They slogged their way through the muddy field
and back to the area under the steel roof. The morning was half
gone. They were going nowhere today. Bob was working on a map
spread out on a wooden table top and held down with broken chunks
of cinder blocks. Ronnie walked over to him, and Mike
followed.

~

"Is this how sisters are?" Kate
asked.

"I don't know, I never had one," Patty said, "
I know I never had a friend like you though."
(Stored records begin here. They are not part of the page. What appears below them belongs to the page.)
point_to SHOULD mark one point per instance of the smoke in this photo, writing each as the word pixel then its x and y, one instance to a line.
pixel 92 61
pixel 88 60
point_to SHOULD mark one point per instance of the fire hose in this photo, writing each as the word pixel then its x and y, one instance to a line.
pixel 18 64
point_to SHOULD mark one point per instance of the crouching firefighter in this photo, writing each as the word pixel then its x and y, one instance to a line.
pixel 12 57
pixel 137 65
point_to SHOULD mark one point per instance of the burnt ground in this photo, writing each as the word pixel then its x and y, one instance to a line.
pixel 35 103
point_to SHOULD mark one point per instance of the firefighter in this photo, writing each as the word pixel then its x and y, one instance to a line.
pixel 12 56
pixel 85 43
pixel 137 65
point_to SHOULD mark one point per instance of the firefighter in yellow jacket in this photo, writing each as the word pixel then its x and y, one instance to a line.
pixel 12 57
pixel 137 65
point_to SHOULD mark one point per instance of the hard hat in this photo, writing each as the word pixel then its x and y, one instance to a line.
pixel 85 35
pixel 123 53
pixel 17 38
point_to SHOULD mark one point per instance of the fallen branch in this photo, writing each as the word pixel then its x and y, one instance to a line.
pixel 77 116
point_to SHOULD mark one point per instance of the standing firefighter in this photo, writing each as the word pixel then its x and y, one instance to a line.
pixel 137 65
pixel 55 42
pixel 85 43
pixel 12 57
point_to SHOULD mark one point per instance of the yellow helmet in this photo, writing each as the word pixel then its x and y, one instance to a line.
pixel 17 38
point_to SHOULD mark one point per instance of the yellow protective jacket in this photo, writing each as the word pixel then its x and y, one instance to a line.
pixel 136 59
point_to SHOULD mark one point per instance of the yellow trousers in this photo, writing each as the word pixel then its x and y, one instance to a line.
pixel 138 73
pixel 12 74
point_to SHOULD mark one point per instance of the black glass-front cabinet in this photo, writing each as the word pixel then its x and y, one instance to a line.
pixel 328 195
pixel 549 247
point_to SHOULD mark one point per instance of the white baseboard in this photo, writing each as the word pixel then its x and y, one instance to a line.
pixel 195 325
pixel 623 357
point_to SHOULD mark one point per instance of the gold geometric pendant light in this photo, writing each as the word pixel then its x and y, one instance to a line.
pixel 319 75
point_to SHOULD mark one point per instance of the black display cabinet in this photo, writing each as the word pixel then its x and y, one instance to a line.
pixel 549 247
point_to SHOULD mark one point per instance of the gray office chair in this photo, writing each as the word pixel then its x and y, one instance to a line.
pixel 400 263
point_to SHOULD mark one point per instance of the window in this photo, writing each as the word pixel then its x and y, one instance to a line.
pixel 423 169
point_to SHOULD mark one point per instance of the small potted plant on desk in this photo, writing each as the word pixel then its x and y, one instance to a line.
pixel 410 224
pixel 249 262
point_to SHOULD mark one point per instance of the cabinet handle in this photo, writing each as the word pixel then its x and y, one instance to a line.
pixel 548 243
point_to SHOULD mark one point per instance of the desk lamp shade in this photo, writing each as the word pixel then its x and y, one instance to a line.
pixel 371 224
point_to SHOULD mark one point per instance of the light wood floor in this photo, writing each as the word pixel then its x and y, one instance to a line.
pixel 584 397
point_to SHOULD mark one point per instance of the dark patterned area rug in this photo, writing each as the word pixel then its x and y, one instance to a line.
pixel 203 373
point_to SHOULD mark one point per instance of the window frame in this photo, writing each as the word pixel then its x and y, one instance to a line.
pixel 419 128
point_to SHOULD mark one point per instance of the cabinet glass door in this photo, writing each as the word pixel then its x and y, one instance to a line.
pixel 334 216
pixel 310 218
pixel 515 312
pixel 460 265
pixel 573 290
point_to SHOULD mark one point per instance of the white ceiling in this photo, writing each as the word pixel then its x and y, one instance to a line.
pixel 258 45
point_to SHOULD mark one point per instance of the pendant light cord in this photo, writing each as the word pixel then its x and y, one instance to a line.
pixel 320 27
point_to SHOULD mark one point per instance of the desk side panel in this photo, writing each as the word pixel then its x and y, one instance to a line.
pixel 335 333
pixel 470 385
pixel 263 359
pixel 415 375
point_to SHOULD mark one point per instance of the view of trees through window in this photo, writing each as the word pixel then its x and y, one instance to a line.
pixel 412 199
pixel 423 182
"I never have either. Or a man like Mike. Or a
life like this... I mean, we're all living a life that couldn't
even have been possible to live unless this had happened." She
shook her head slightly where it laid against Patty's shoulder.
Patty smoothed her hair away from her face and held her loosely
with one arm like a child.

"It's like that for me too. Ronnie
is... he isn't even the guy I knew before all this happened. We
weren't even interested in each other like that. I had no idea what
he was really like, and I never would have.“ She fixed her eyes on
Kate's own and held them. “Are you going to be
okay,
okay?” she asked.

"Yep," she sniffled, "If he... If he," her
voice hitched.

"I know, I know," Patty said.


It would've made me crazy, Patty.
It would have," Kate told her.

"Maybe, but not for long. You're too strong.
You would've gotten past it. Just like you'll get past this," Patty
told her.

"People say that, but how do you know it? How
do you know if you will or you won't?" Kate asked.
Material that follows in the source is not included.